Başlangıçtaki durumun aksine bugün markanın tamamen üretim birimlerinden bağımsız şekilde lisanslanabilir olması, marka işlevinin ekonomik gelişim ve dönüşüme paralel bir çizgide hareket ettiğini göstermektedir.

Marka işlevindeki bu değişim, köken ayırt etme fonksiyonu üzerine inşa edilmiş marka hukuku rejiminin sorgulanmasını gündeme getirmektedir. Köken ayırt etme fonksiyonunu gereği gibi yerine getirebilmek için tasarlanmış hakların başka bir amaca hizmet ettiği tespit edilmelidir.
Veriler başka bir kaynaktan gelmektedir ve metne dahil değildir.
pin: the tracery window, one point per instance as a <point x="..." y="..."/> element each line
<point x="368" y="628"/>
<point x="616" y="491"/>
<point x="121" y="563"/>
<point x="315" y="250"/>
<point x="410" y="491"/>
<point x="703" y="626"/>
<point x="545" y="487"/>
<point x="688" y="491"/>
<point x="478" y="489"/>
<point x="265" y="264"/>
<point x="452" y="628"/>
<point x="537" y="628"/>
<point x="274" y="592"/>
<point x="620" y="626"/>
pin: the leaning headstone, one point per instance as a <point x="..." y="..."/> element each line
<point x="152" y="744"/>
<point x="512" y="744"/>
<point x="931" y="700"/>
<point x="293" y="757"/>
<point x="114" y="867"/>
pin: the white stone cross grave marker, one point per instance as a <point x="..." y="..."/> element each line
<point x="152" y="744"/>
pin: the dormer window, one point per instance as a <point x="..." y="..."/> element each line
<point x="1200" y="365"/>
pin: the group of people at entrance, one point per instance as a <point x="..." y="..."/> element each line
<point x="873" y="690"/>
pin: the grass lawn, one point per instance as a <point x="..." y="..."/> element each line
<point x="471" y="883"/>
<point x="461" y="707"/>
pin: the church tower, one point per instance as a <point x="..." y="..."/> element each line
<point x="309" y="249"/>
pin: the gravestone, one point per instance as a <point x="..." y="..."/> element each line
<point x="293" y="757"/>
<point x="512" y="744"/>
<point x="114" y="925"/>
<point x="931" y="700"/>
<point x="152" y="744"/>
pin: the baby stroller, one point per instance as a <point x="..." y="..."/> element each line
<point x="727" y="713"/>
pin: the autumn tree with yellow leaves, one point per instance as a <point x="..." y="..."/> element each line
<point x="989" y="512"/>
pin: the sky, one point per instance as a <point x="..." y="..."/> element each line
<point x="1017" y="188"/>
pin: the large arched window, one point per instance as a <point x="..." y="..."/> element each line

Bugün marka rejimi, marka imajı üzerine kurulu faydanın maksimize edilmesinin hukuki koşullarını   yaratmaktadır. Özellikle tanınmış markaya tanınan haklar, bu maksimizasyon sürecinin billurlaştığı bir noktaya işaret etmektedir. Belirli bir mal veya hizmet üretiminde genel tanınmışlık düzeyiene ulaşmış bir markanın, diğer mal ve hizmetler bakımından da  münhasır bir hakka vücut vermesi marka imajına, kar maksimizasyonu için sağlanan hukuki bir güvencedir.



[1] Marjinal fayda, bir malın ilave bir biriminin belli bir tüketici için olan “sübjektif değerini” yani isteği tatmin gücünü gösterir. Bireyin bir mala verdiği önem o malın ne derecede kıt olduğuna bağlıdır. Malın arzı ne kadar fazlaysa marjinal ünitenin önemi de o oranda az olacaktır. Suyun bir fiyatının olmamasının nedeni arzının talebinden çok daha fazla olmasıdır. Aynı şekilde elmasın değerinin altında da kıt olması yatar. Bu mantık kullanılarak ekonomik değer, üretim alanından tüketim alanına ve nesnellikten öznelliğe kaydırılmıştır. Bir malın değeri artık malın kendisinde değil malın alıcısındadır.

Klasikler değişim değerini temel alırken neoklasik iktisatçılar kullanım değerini temel almıştır. Onlara göre değiştirme değeri, kullanım değerinin (faydanın) bir ürünüdür. Kullanım değeri nicelik olarak ifade edilemez. Bu yüzden de kullanım değerinin karşıladığı ihtiyaç miktarla saptanmalıdır. İnsan bedava olan havaya elmastan daha çok ihtiyaç duyar. Bu yüzden ihtiyacın niceliği değil, tatmin edilmeyen ihtiyacın son biriminin niceliği ölçülmelidir.